02 August 2004

KEBANGGAAN

Ngobrol dengan rekan sekerja, seorang jurnalis idealis dan handal. Pemimpin alami yang selalu dihargai pendapatnya, bahkan oleh atasan kami. Awalnya berbincang tentang pekerjaan dan pencapaian. Seperti biasa aku hanya mendengarkan. Mana aku bisa bersaing dengan rekan-rekanku itu, mereka termasuk orang pilihan dan pastinya sangat berbakat. Maka aku seperti biasa, hanya mendengarkan.

Mendengar mereka berbicara tentang bagaimana membuat liputan yang bagus. Bagaimana membuat program yang idealis. Bagaimana menggapai rating tanpa merusak tayangan. Itu ilmu, kelas tinggi sepertinya, aku terus mendengarkan. Kemudian mereka mulai membicarakan teman mereka yang sudah sukses. Teman mereka itu orang-orang besar. Namanya pasti pernah didengar oleh orang yang bersinggungan dengan media massa. Luar biasa..
Rekan-rekanku seumur denganku, tapi toh mereka punya wawasan luas dan kenalan yang high profile. Aku merunduk semakin rendah. Mendadak percakapan membelok membicarakan megahnya peralatan di sebuah stasiun TV yang relative baru. Rekanku itu dengan antusias menceritakan bagaimana di stasiun TV itu ruangan untuk artisnya semewah hotel bintang tiga. Ia juga berkata peralatan penunjang disana lengkap dan dahsyat. Tidak seperti kami yang masih menggunakan peralatan tumpang tindih antar program. Rekanku juga bercerita bagaimana ia diajak berkeliling di studio mereka yang ukurannya sangat besar, dan ia menambahkan dengan kagum, di stasiun TV itu minuman keras dijual disebelah musholah.

Singkat saja, kata-katanya seperti iklan.

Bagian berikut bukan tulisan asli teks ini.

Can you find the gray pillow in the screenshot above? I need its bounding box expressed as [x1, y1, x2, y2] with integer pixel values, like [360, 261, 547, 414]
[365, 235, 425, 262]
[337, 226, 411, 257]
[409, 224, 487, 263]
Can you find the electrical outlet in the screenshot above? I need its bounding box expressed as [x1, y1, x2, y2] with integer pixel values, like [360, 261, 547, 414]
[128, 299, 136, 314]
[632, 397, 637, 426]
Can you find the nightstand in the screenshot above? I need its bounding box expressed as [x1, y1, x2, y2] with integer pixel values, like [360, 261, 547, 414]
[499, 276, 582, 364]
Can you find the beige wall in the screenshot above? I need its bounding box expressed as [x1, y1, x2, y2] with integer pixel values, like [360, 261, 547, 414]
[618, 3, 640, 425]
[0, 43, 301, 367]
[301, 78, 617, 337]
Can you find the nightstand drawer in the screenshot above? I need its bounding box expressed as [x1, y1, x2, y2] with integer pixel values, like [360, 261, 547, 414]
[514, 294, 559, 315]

Aku agak bingung karena beberapa waktu yang lalu seorang atasanku yang sebelumnya bekerja di stasiun TV itu justru berkata nyinyir, di sana tak ada idealisme sejati, yang ada hanya kepentingan. Ia bahkan mencontohkan dengan beberapa peristiwa yang bisa dibuktikan. Sebenarnya aku terus terang agak tertarik ketika dikatakatan gaji disana nyaris 3 kali lipat gajiku sekarang, yang terus terang semakin kurang untuk membiayai anakku. Aku sedikit tertarik. Tapi kalau gaji sebesar itu ditukar dengan kebebasan dan independensi ku, sepertinya masih sangat amat terlalu rendah. Menurutku sebagai jurnalis aku harusnya bebas dari segala kepentingan, netral dan selalu berusaha menyajikan kebenaran dalam karyaku.

Kawanku yang lain pernah berkata serius saat kami disodori amplop, katanya;
“sebagai wartawan, kita tak punya harta dan kekayaan, yang kita punya cuma harga diri dan independensi sebagai reporter. Kalau itu juga kutukar dengan uang, apalagi yang kami punya? Apalagi yang bisa kami banggakan?”

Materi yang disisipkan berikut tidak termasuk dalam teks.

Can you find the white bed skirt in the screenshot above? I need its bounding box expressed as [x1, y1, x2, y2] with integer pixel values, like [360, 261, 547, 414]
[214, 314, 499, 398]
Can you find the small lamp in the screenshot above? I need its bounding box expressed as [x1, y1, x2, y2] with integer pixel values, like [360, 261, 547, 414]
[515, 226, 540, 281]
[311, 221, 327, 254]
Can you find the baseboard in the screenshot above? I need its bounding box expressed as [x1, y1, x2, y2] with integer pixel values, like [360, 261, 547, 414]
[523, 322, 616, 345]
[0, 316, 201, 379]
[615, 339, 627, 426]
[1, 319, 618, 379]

rekanku masih bercerita dengan antusias, dan didengarkan juga dengan perhatian oleh rekan-rekanku yang lain. Mereka orang-orang hebat. Mereka mampu memikat pendengarnya demikian rupa. Sayang aku kehilangan rasa tertarikku, buatku semegah apapun peralatan pendukung, semahal apapun pembayarannya, tanpa kebebasan - seorang wartawan hanyalah setingkat penulis naskah pidato bayaran. Mungkin aku tak mengerti bisnis TV. Mungkin aku tak faham dinamika jurnalistik, tapi itu yang kurasa. Mungkin aku memang tidak sehebat mereka, dan tak akan pernah menjadi seperti mereka.


Kebenaran adalah saat nuranimu tak mengganggumu. Kebebasan adalah saat kebenaran tidak lagi disembunyikan. Kepercayaan adalah harta, yang lebih berharga dari nyawa.